Towards the end of August, I contacted them about the huge success of the campaign: over 90k contributions by 593 contributors, on 272 wikis: it’s a huge scale. Very few editing-focused campaigns reach that breadth and depth of participation in the movement. I wanted to learn more about how the team was thinking about the impact and participation across different communities and languages. 

Alex: It seems that the campaign continued to grow, with more newcomers joining the campaign — did you notice a change in who is contributing? 

Isaac: Many of the participants were newcomers, and we saw a lot of participants who were women. During the Campaign in August, Wikimedia Canada tweeted that the majority of the participants from Canada were females. I noticed at least one female newcomer who added photos to over 3,000 articles.  Adding photos to Wikipedia articles involves a few steps and it looks like many new users enjoy adding photos to articles because it’s simple. We also think it has an added benefit: these new users avoid harassment since they are unlikely to get into edit-wars with some established editors. There was also participation by some veterans Wikipedia editors. Many of them supported the new editor in learning to correctly add captions to images. 

Alex: What’s next for the team?
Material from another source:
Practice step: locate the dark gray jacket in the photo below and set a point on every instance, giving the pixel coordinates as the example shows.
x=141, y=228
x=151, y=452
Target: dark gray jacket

What questions do you have about how the campaign worked?

Shola: We want to ask some questions of the campaign:
1. What works well for the contest and how we can sustain them?
2. What are those things that  we did not do, which ought to be part of the project work plan?
3. What didn’t work well for the contest and how do we plan to handle such things  in the next edition? 
4. WPWP is a tool driven project. Are we comfortable with the tool deployed for the campaign? And if No, what are we doing about it? 
5. Significant number of contributors to the campaigns are newbies: Do we have a plan in place to manage their excesses on wiki to avoid vandalism or excessive contributions? And where that happens, what is our plan for managing such scenarios?

Isaac: We already have received feedback from different communities including the onwiki English and French language Wikipedia communities. We are documenting this feedback and we knew they would be very useful in improving the next editions of the campaign. We will also be sharing a survey with the local organizing teams and participants to collect more feedback to answer those questions by Shola. We want to evaluate the campaign and share our learning with the community. We are hopeful that the next edition of the campaign would be much more fun and diverse, once we address the concerns from the first edition.